The most common method employed by Machine Learning Algorithms for protection is classification. Applying it to Intrusion Detection Systems (IDS), and varying on the coding level, it helps to solve problems like malware, spyware or spoofing.

An example is the prevention of phishing a user. This is to say determining if the identity of an email is of legitimate origin or if it is an impersonation.

The Machine Learning is of the kinds supervised or not. In the first case, the supervisor directs the searches made by the machines to look for something specific relying on the information to detect different kinds of data; the opposite is to avoid the risk of human bias on the equation and to save work for the personnel available.

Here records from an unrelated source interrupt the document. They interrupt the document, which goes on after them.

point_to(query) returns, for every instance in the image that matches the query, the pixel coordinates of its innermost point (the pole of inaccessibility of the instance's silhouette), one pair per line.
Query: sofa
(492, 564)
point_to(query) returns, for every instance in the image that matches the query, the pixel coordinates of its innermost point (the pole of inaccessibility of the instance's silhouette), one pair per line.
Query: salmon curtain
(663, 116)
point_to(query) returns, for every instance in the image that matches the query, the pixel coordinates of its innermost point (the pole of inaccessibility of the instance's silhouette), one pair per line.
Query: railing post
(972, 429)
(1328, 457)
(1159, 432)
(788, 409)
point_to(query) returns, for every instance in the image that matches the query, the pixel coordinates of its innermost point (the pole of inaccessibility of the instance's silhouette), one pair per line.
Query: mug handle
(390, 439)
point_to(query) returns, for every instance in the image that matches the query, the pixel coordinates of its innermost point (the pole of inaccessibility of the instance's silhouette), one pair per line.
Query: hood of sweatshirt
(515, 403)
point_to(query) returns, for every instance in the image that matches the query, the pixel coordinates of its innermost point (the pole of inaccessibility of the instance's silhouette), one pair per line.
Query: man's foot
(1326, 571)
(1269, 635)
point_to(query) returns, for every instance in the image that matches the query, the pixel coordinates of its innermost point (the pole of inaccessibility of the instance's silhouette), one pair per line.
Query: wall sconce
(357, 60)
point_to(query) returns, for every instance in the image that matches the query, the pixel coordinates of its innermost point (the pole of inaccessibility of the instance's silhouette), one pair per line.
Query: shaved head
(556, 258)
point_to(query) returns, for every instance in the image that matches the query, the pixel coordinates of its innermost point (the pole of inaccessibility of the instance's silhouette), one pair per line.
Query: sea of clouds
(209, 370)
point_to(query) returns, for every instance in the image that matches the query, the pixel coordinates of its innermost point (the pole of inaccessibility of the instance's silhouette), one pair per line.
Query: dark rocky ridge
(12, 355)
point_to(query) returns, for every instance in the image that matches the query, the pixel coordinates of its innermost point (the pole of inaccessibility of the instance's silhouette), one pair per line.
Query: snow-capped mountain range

This shows only a little of the Machine Learning possibilities. Sadly, not everything is good news. Just as Machine Learning improves security, the criminals can use it to recognize patterns of protection and to crash the safeguards. While Machine Learning detects 80% to 90% of the threats, the attacks are always evolving to adapt to the security systems and breach them. For this reason, the misused advance of Machine Learning, represent an important danger by itself.

Machine Learning challenges’ to overcome

Although Machine Learning is part of what many call the “fourth industrial revolution” together with Artificial Intelligence and Big Data, it certainly has limitations that delay the arrival of the greatly anticipated functional and automatic assistants.

The first problem is the huge amount of data generated by the systems. This data is stored on servers that are not only expensive but also require proper maintenance which results hard in many places so not every company can afford them.

Additionally, migrating the information to Big Data requires local processes and technology that many companies are yet to implement.

Representing with math the objectives and models desired of Machine Learning. The algorithms to predict specific answers and in turn generate adequate solutions are highly complex. In many occasions, the codes created by mathematicians and engineers are still not efficient enough and need improving to process the number of variables required to make answers adjusted to reality.

Another challenge is the results’ compression. On occasions, the algorithms and personnel in charge of decoding and interpreting the data, fail to do so properly; there are times when even after finding an answer, there is no way to determine why did that particular solution work or how was it achieved due to the growing intricacy and complexity of the nets and potential solutions. All of this increase proportionally with the capacity to multitask and processing of the machines.

In any case, even though the dreamt of Machine Learning is very far from its top potential, the companies are betting strongly on developing the necessary technology. That companies like Microsoft, Netflix, and Amazon invest huge amounts of money to develop Machine Learning is no coincidence at all. Nowadays, Machine Learning and Artificial Intelligence are slowly becoming an integral part in sectors as bank, security, medicine, pharmaceutics, and health to mention some.

Although many of its possibilities seem distant, at the end it is undeniable that the limits for the technology are also unknown and there is plenty of room for future development.